26. I am satisfied that the requirements of s. 45 of the Act of 2003 have been met in substance and that the mischief which that section and Article 4a of the Framework Decision seek to avoid does not arise in this matter. I am satisfied that the defence rights of the respondent were respected and were not breached in this matter.
27. I dismiss the respondent’s objection to surrender based upon s.45 of the Act of 2003.
Section 11 of the Act of 2003
28. Counsel on behalf of the respondent had initially submitted that the EAW was lacking in detail concerning the degree, if any, of participation of the respondent in the offence, the subject matter of the EAW, and also that the reference to “
aggregate sentence” at part C of the EAW suggested that the sentence was imposed in respect of more than the single offence as set out in the EAW. Further details of the offence were provided including the extent of the respondent’s participation therein by way of additional information dated 28th May, 2021. It was clarified that the reference to “
aggregate sentence” at part C of the EAW was a translation error and the word “
aggregate” did not appear in the Polish version.

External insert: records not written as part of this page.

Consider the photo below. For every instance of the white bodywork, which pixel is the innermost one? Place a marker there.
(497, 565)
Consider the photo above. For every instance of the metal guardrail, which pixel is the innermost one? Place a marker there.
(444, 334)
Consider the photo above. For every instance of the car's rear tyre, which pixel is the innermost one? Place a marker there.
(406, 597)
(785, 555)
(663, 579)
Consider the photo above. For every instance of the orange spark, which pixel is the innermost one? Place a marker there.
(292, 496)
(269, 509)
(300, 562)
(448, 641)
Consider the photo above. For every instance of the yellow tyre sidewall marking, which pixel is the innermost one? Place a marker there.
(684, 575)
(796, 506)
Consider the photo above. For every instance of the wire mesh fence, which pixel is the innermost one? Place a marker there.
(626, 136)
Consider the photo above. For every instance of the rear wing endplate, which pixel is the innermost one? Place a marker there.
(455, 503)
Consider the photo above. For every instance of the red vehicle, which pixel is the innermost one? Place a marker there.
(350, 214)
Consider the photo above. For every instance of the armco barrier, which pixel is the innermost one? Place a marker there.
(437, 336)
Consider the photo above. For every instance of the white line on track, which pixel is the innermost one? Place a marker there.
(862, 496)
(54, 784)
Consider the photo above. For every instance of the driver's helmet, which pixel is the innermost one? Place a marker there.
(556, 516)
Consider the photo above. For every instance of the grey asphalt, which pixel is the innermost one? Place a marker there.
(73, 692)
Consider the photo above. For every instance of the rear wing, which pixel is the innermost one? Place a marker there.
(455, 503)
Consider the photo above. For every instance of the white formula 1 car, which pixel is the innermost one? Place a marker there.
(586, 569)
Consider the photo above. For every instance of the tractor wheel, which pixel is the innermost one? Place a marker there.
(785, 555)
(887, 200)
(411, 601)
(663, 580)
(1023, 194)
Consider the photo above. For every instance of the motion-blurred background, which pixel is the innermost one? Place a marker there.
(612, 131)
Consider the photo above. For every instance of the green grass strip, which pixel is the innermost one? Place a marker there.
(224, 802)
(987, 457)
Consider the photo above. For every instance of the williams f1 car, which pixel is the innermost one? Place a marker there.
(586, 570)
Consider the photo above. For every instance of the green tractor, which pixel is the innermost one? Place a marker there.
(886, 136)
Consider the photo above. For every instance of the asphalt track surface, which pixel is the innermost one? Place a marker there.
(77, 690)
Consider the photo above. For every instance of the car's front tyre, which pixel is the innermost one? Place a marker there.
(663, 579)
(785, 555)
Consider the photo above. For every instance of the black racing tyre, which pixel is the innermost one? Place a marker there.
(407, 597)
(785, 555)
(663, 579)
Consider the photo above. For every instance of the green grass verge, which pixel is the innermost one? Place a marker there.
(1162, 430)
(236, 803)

29. I am satisfied that sufficient particulars have been provided and that there is no lack of clarity in the EAW such as would justify this Court in refusing surrender. I dismiss the respondent’s objection based on s. 11 of the Act of 2003.
30. I am satisfied that surrender of the respondent is not precluded by reason of part 3 of the Act of 2003 or any other provision of that Act.
31. Having dismissed the respondent’s objections, it follows that this Court will make an order pursuant to s. 16 of the Act of 2003 for the surrender of the respondent to the Republic of Poland.
Result: The respondent contested his surrender on the basis that:- (a) surrender is precluded by section 11 of the European Arrest Warrant Act, 2003, as the warrant lacked sufficient clarity as regards the relevant offences; (b) correspondence didn’t exist between offences in the requesting state and this jurisdiction, contrary to section 38 of the Act of 2003; and (c) the respondent was not present when the decision to surrender was made, meaning section 45 of the Act wasn’t complied with.